First, a quick recap in case you missed last week’s post: The “coming-and-going” rule is a tool used to determine whether an injury suffered by an employee in a traffic accident occurred “in the course of” and “arises out of” the employment relationship, so as to constitute a compensable injury. As a general rule, an employee with a fixed place of employment (called “fixed-situs”) who is injured while traveling to or from that place of employment is not entitled to participate in the Workers’ Compensation Fund because the required “causal” connection between injury and the employment does not exist.
So, in what circumstances does it exist?
Exceptions fall under two basic “tests” that take into consideration the “totality of the circumstances” and “special hazards.” If one of these exceptions applies, the injuries could be considered compensable even though they occurred while traveling.
Totality of Circumstances
Under the totality of circumstances, the court considers just that: “The totality of the facts and circumstances surrounding the accident”, including:
- The proximity of the scene of the accident to the place of employment
- The degree of control the employer had over the scene of the accident
- The benefit the employer received from the injured employee’s presence at the scene of the accident.
Special Hazard or Risk
The “special hazard or risk” rule determines whether the person’s employment created a “special hazard”, thereby entitling that person to workers’ compensation benefits if he or she sustains injuries because of that hazard. The rule applies in cases where 1) “but for” the employment, the employee would not have been at the location where the injury occurred, and 2) the risk is distinctive in nature or quantitatively greater than the risk common to the public.

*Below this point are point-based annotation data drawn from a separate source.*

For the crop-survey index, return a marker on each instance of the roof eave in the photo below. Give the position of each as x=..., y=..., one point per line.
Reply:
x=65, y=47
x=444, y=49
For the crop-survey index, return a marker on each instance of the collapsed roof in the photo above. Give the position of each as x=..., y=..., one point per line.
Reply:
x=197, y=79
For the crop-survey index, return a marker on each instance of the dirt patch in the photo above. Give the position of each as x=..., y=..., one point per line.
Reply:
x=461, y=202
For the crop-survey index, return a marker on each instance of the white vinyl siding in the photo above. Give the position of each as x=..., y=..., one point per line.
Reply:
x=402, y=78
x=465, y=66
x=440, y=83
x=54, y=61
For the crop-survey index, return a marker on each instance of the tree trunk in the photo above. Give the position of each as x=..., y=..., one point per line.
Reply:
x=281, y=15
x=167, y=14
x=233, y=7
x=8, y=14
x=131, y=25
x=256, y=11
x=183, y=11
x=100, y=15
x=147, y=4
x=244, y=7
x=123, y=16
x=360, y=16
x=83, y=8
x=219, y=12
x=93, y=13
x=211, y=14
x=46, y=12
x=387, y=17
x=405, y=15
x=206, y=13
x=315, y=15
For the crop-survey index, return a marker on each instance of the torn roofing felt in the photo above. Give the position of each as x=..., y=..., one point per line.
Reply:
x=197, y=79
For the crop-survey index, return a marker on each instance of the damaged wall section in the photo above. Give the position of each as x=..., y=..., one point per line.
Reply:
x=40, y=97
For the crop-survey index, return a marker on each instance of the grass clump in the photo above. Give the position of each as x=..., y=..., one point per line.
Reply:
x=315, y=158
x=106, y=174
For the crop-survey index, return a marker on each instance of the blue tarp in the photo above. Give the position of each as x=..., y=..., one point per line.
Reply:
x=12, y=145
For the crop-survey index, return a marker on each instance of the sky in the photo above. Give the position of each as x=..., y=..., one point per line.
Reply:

Let’s look at the case of Paul, who was injured in a car accident. He was leaving his job one day after there had been a huge snowstorm. His employer did not plow or salt their driveway. Paul’s car slid down the driveway and into a busy intersection. Paul’s accident did not take place on his employer’s property, but it was caused by the employer’s failure to plow and salt the driveway. Because of these factors, we were able to win Paul’s case and help him receive the benefits to which he was entitled.